Si, credo che lo resteremo ancora per molto tempo...

 

 

 

 

 

 

 

 

 

 

 

 

 

 

 

 

 

 

*Aerith’s Corner*

 

§*Dedicato alla mia sorellina Ellie, con tutto l’amore di questo mondo…§*

 

Ciò che avete appena terminato di leggere è uno di quei testi contenuti nello scrigno dei miei ricordi: un piccolo scorcio della mia personale visione della SasuHina. Amo questa coppia, considerata da tutti un improbabile “ crack  “ , anzi, è addirittura il mio pairing preferito in Naruto.

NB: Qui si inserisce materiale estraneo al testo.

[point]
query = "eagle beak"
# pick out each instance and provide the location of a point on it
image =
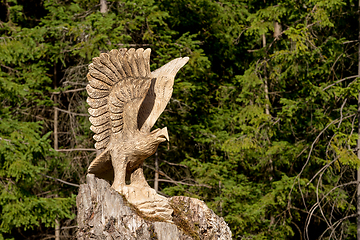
(163, 133)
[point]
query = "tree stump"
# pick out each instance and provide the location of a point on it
(105, 214)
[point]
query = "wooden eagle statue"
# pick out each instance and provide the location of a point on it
(126, 99)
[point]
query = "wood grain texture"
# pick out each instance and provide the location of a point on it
(125, 101)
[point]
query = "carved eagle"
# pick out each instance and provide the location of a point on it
(126, 99)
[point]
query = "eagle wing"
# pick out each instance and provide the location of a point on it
(118, 83)
(159, 93)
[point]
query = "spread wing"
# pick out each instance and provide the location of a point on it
(159, 93)
(118, 83)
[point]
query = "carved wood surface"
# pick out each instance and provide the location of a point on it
(105, 214)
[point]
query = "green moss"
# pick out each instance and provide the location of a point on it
(179, 218)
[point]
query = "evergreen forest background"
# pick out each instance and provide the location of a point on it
(263, 119)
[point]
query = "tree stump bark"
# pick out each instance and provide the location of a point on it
(105, 214)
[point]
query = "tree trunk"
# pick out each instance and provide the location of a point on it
(105, 214)
(156, 179)
(103, 6)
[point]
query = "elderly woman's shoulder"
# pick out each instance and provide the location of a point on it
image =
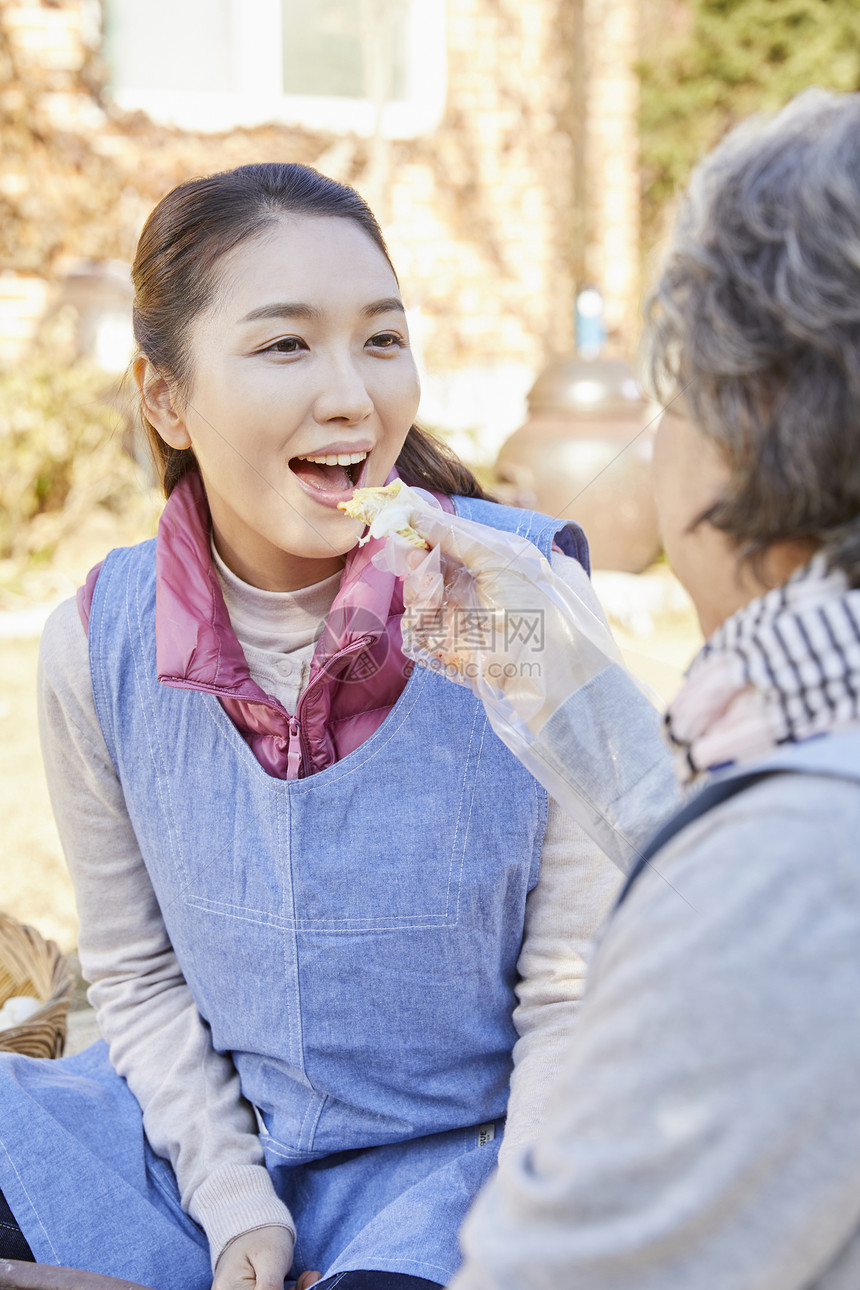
(788, 843)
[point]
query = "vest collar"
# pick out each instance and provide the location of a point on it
(196, 646)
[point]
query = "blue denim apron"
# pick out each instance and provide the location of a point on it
(350, 938)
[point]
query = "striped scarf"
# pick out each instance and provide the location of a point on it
(783, 668)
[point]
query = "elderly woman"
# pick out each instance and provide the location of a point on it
(705, 1128)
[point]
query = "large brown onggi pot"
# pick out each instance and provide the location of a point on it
(584, 454)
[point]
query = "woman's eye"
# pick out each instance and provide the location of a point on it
(286, 345)
(387, 341)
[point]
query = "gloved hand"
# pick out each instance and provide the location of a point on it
(255, 1260)
(485, 609)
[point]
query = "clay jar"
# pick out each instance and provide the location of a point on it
(584, 454)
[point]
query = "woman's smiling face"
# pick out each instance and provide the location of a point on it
(303, 354)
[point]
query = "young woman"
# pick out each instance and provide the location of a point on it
(303, 870)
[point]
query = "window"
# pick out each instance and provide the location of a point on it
(332, 65)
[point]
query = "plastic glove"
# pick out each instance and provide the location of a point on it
(255, 1260)
(486, 610)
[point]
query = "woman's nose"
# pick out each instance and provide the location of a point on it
(343, 395)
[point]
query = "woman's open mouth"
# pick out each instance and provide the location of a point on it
(332, 476)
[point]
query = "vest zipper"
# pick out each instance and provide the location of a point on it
(294, 759)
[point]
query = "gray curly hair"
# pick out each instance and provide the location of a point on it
(756, 321)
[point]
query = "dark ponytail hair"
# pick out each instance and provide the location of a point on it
(174, 276)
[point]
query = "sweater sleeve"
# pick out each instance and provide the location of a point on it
(575, 890)
(194, 1112)
(705, 1129)
(564, 912)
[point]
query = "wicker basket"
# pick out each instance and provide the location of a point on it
(31, 965)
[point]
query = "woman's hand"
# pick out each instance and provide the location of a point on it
(485, 608)
(257, 1260)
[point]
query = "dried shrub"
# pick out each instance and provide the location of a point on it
(61, 454)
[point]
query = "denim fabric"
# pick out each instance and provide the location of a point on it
(81, 1179)
(365, 1280)
(351, 938)
(12, 1241)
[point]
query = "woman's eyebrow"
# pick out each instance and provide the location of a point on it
(386, 306)
(284, 310)
(295, 310)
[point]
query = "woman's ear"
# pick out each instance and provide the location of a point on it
(159, 404)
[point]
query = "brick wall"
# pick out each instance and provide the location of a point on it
(478, 214)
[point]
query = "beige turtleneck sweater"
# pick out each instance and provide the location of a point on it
(194, 1112)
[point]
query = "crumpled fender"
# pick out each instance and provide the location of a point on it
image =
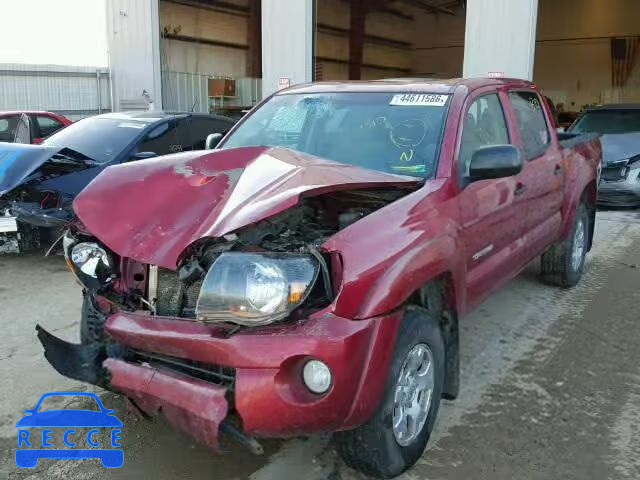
(152, 211)
(391, 253)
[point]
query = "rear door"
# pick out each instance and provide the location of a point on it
(492, 211)
(544, 170)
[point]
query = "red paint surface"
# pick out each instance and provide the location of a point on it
(194, 406)
(151, 211)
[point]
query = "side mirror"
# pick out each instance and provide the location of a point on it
(495, 161)
(213, 139)
(143, 155)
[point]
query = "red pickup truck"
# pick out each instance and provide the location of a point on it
(308, 275)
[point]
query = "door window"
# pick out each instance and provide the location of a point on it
(484, 125)
(47, 125)
(532, 125)
(201, 128)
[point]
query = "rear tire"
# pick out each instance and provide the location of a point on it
(374, 448)
(92, 321)
(563, 264)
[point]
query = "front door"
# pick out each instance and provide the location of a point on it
(492, 212)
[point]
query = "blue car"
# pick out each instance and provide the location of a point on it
(39, 182)
(63, 422)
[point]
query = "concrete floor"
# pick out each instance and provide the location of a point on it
(550, 383)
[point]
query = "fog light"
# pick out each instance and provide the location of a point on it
(317, 376)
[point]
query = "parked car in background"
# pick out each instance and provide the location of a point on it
(309, 274)
(619, 126)
(566, 119)
(39, 182)
(30, 126)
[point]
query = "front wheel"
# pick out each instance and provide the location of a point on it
(395, 437)
(563, 264)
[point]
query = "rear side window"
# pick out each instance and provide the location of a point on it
(484, 125)
(531, 123)
(47, 125)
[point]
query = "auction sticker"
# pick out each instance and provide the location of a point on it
(419, 99)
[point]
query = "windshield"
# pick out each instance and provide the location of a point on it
(608, 122)
(393, 133)
(100, 139)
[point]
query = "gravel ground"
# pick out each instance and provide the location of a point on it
(550, 383)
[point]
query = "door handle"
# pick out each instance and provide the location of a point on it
(520, 189)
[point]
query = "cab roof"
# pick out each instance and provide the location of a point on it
(400, 85)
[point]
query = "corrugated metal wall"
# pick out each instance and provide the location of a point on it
(75, 92)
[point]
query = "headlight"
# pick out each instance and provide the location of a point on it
(90, 263)
(255, 289)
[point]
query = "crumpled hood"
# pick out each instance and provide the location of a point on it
(619, 147)
(18, 161)
(153, 209)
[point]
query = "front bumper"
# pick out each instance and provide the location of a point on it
(268, 393)
(619, 194)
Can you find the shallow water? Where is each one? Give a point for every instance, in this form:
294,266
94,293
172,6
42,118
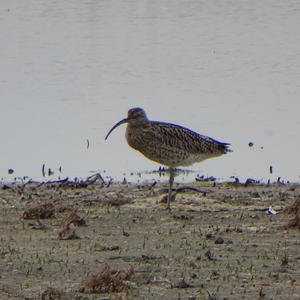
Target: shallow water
71,69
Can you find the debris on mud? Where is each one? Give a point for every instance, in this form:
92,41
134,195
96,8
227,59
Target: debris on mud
115,200
107,280
52,293
294,215
68,233
41,211
74,218
99,247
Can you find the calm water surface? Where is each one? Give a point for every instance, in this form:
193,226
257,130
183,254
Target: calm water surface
71,69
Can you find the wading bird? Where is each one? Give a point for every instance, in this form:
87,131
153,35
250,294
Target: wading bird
168,144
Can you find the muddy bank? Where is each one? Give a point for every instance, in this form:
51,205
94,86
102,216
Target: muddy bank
72,241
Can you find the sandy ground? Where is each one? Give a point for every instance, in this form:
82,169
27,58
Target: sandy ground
216,245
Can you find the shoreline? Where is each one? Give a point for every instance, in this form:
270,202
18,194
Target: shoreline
218,239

A ognuno il suo, come si suol dire.

Questa fic è nata in maniera del tutto casuale, un caldo pomeriggio dell’estate appena passata sul far del tramonto, accompagnata da un dissetante thè alla pesca, un gattaccio sulle ginocchia, le cuffie dell’ipod nelle orecchie, e l’ombra del giardino della mia casa al mare. E lì resterà per sempre, fra il frinire dei grilli nel periodo dell’anno che preferisco.

Se questa fic, pubblicata esattamente come è nata,  (semplicemente, senza nessuna pretesa) riuscisse a portarvi un sorriso, ne sarei immensamente felice.